The preservation of Baartman’s body perpetuated her exploitation. Cuvier created body casts and wax moulds of her form, and her skeleton remained on display at the Natural History Museum until the 1970s. Her body was exhibited uncovered, as though she were naked, emphasising her sexuality as the primary focus of interest and further reducing her to an object of spectacle rather than a human being. Baartman was exhibited alongside photographs believed to depict a Khoikhoi man and woman, reinforcing her role as a symbolic and universal representation of a perceived foreign anatomical type. This presentation erased any acknowledgement of the violation and humiliation she endured in her life. Her display highlights the dangers posed by museums, which often strip objects of their historical and ethical context.   

In 1994, Baartman was exhibited once again, this time alongside nude lithographs of her that exaggerated the proportions of nude Black women, further perpetuating racialised objectification. The privileged status of museums as supposedly neutral spaces enables them to subtly encode racist ideologies under the guise of scientific objectivity, contributing to the ongoing degradation of Baartman’s legacy.  
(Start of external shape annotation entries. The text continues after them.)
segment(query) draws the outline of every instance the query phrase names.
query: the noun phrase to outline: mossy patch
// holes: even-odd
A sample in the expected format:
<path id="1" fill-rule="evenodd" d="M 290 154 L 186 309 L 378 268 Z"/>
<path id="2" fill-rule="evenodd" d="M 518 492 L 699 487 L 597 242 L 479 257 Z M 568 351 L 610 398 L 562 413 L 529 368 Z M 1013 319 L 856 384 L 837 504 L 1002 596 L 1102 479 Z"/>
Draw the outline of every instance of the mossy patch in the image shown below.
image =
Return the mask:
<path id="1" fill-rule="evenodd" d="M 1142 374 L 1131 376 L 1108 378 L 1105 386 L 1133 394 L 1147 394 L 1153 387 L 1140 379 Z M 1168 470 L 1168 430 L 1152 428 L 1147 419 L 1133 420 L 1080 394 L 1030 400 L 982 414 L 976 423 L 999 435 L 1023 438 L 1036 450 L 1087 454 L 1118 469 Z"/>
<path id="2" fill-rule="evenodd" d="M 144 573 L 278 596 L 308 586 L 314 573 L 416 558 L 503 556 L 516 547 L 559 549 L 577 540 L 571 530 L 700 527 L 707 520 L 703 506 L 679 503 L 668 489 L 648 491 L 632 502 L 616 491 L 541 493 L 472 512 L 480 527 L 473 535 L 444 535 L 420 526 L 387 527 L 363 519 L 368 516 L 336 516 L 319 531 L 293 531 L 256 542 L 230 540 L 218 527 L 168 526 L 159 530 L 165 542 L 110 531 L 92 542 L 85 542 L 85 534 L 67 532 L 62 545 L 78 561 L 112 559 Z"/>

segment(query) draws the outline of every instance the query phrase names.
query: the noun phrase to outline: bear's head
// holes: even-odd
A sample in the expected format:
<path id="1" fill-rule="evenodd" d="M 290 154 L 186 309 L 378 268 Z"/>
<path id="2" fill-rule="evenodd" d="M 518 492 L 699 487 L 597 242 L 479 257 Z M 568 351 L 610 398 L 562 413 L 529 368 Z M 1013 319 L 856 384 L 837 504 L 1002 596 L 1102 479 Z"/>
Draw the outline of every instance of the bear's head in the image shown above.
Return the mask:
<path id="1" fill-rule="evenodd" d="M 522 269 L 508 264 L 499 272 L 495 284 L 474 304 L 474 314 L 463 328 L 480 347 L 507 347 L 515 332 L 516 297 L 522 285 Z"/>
To restore her dignity, Baartman must be remembered within her historical context, rather than reduced to a symbol of subjugation or a reframed curiosity disguised as a cultural icon. Her life should be properly historicised, recognising that her story was not an isolated tragedy but part of a broader system of colonial exploitation.  


Bibliography

Crais, Clifton and Scully, Pamela. Sara Baartman and the Hottentot Venus: A Ghost Story and a Biography. Princeton: Princeton University Press, 2008.  

Mitchell, Robin. Vénus Noire: Black Women and Colonial Fantasies in Nineteenth-Century France. Georgia: The University of Georgia Press, 2020.  

Qureshi, Sadiah. ‘Displaying Sara Baartman, the ‘Hottentot Venus’.’ History of Science 42, no.2 (2004): 233-257.